15 Million Working Americans Working Below Poverty Level

Most consumers have felt the impact of rising interest rates, rising energy costs, the rising cost of retail goods brought about by the increased fuel prices during 2005, and are now bracing themselves for the impact of increased minimum payments on their credit cards. The true impact of those rising costs, however, is even greater than the increases themselves. That's because wages in the United States haven't kept pace with rising costs.

According to the Economic Policy Institute (EPI), the wages of most U.S. workers (when adjusted for inflation) declined in both 2004 and 2005. No one is more affected, though, than the 7.3 million workers who earn the federal minimum wage, which has held firm at $5.15 per hour since September, 1997. When that rate went into effect, gasoline cost $1.42/gallon, and the average family heating with oil paid $714/year to heat its home.

By the beginning of 2005 average gasoline prices had climbed to $2.04/gallon and the average family heating with oil was spending $1200/year to do so-but the millions of workers being paid at minimum wage hadn't seen a penny in corresponding increase. An employee working a 40 hour week 52 weeks a year at minimum wage grosses $10,712/year-about $2000 below the poverty level.

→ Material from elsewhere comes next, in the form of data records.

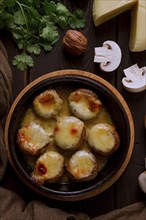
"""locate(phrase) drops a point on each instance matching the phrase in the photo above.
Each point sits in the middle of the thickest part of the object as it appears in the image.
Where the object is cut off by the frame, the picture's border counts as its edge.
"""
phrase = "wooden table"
(126, 190)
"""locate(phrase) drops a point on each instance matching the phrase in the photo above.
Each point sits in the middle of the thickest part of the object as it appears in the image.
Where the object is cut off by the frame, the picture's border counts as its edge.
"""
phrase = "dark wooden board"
(126, 190)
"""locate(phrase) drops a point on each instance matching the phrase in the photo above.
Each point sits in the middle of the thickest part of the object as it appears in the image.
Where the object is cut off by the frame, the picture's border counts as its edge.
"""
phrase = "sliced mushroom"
(135, 80)
(109, 56)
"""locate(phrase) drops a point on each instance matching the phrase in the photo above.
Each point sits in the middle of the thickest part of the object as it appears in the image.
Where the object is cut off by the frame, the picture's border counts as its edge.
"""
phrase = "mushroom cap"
(135, 79)
(109, 56)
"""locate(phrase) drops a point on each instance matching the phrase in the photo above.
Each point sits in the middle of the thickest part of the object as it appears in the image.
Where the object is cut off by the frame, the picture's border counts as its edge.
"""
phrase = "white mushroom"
(135, 80)
(142, 180)
(109, 56)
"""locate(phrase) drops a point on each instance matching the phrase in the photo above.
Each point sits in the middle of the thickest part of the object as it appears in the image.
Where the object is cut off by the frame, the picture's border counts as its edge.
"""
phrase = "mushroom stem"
(109, 56)
(135, 80)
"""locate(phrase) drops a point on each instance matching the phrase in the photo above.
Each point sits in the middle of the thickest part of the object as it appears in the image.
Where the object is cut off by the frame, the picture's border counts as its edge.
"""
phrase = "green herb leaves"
(34, 25)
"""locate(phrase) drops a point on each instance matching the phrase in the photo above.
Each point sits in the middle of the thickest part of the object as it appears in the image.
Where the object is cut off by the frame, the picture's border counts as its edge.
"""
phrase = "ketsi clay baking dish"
(121, 118)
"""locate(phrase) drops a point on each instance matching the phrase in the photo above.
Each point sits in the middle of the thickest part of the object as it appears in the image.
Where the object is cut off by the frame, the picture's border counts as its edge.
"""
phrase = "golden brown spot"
(56, 129)
(46, 98)
(77, 96)
(41, 169)
(94, 106)
(74, 131)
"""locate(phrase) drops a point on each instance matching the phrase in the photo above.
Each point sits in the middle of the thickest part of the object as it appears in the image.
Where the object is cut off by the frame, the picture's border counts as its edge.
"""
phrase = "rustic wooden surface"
(126, 190)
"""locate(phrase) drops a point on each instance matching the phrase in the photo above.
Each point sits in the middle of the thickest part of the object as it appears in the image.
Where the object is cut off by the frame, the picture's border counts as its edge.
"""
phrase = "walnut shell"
(75, 42)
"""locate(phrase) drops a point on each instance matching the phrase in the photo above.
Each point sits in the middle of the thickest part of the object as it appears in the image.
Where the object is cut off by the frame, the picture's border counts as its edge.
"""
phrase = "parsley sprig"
(34, 25)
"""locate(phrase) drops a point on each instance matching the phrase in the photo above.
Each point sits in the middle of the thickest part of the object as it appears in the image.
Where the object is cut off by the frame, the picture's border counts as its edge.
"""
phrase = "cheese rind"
(138, 27)
(104, 10)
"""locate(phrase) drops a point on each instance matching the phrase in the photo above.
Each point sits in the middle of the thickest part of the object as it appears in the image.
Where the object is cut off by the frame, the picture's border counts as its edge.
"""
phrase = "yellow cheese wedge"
(138, 27)
(104, 10)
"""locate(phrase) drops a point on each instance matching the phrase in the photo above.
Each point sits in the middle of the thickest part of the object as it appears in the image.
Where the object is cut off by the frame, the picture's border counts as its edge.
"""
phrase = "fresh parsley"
(34, 25)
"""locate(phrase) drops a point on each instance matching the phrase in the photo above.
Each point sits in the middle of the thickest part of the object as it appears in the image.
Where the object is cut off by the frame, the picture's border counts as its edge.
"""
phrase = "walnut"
(75, 42)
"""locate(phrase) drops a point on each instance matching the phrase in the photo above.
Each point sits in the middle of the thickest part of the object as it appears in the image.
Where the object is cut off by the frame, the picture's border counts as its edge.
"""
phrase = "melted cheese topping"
(32, 138)
(82, 164)
(102, 137)
(84, 104)
(49, 167)
(48, 104)
(68, 132)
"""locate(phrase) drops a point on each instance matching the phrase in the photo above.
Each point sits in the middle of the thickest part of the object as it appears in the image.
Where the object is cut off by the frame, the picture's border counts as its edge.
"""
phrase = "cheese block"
(138, 27)
(104, 10)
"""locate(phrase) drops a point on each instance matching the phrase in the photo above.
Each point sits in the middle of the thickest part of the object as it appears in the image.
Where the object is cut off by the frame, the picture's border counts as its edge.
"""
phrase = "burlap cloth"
(12, 206)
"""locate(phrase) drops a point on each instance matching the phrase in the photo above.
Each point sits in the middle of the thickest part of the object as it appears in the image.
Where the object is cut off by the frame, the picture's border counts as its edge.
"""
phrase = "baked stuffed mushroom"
(82, 166)
(48, 104)
(32, 139)
(103, 138)
(69, 133)
(49, 168)
(84, 104)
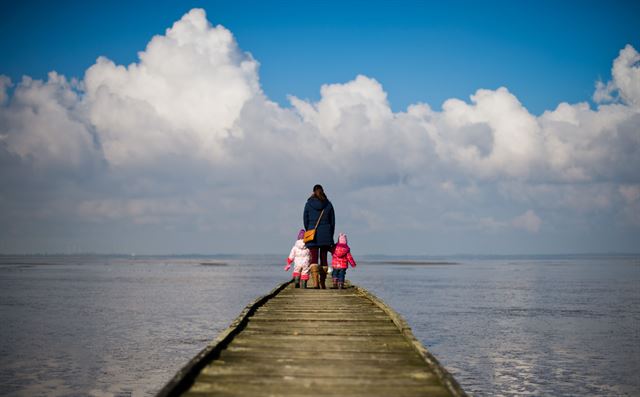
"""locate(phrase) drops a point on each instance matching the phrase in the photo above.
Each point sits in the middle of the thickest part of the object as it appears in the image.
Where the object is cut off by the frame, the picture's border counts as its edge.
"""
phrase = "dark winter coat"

72% of those workers earning minimum wage are adults, and many are supporting families. More than seven hundred thousand of them are single mothers with children under the age of 18.

During the 1950s and 1960s, the minimum wage hovered at approximately 50% of the average wage of workers in non-supervisory positions. Today, the minimum wage has dropped to 32% of that average. EPI data indicates that another 8 million Americans are earning within a dollar of the minimum wage.

That's more than 15 million working people earning $6.15/hour or less. Those people, who are earning below the poverty level for a two-person household, make up more than 10% of the nation's workforce. And, of course, that doesn't take into account the approximately 7.5 million people involuntarily unemployed in 2005.

In light of these numbers, it's no surprise that the financial industry's ten-year, $100 million dollar effort to put additional pressure on debtors to pay delinquent credit accounts has failed to increase their revenues. In fact, the increased pressure has done exactly what creditors should have predicted all along-driven consumers to make the difficult decision to file bankruptcy.

The initial rush and then decline in bankruptcy filings surrounding the law change in October, 2005 seemed to indicate that the effort had been successful, but only three months later bankruptcy filings are once again on the rise.

With more than 22 million people either unemployed or working below the poverty level that shouldn't come as a surprise to anyone-least of all those who make their livings in the financial industry.